Warren Beatty stars as a club stand-up comic, who flees Detroit for Chicago to escape his involvement with the Mob, changing his identity to Mickey One after stealing the social security card of a homeless tramp. But he is lured back to the stage, though paranoid that the mob he has enraged has found him.
Director Arthur Penn’s freewheeling surrealistic 1965 film is an always intriguing, intelligent drama, written by Alan M Surgal. It remains attractive, even if Beatty never quite gets to grips with his unlikeable and violent character, and the film seems to set out to be deliberately obscure.
It is an always interesting movie – and just possibly a future cult movie, though that hasn’t happened so far – from Penn, the highly respected director of Beatty’s triumphant Bonnie and Clyde. Making an art movie for a major Hollywood studio – Columbia – Penn takes bold risks with a lack of narrative and explanation, and indulging in weird soundtrack and visuals.

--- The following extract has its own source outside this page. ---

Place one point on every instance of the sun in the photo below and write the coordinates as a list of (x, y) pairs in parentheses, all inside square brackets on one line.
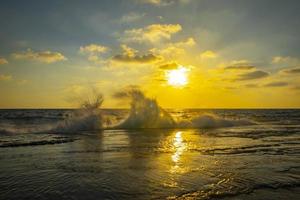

Also in the cast are Hurd Hatfield, Alexandra Stewart, Franchot Tone, Teddy Hart, Jeff Corey, Ralph Foody, Dick Lucas, Jack Goodman, Jen Jensen and Dick Baker.
It is shot by Ghislain Cloquet in arty, noir-style black and white, produced by John G Avildsen, Arthur Penn and Harrison Starr, scored by Eddie Sauter and Stan Getz, and set designed by George Jenkins.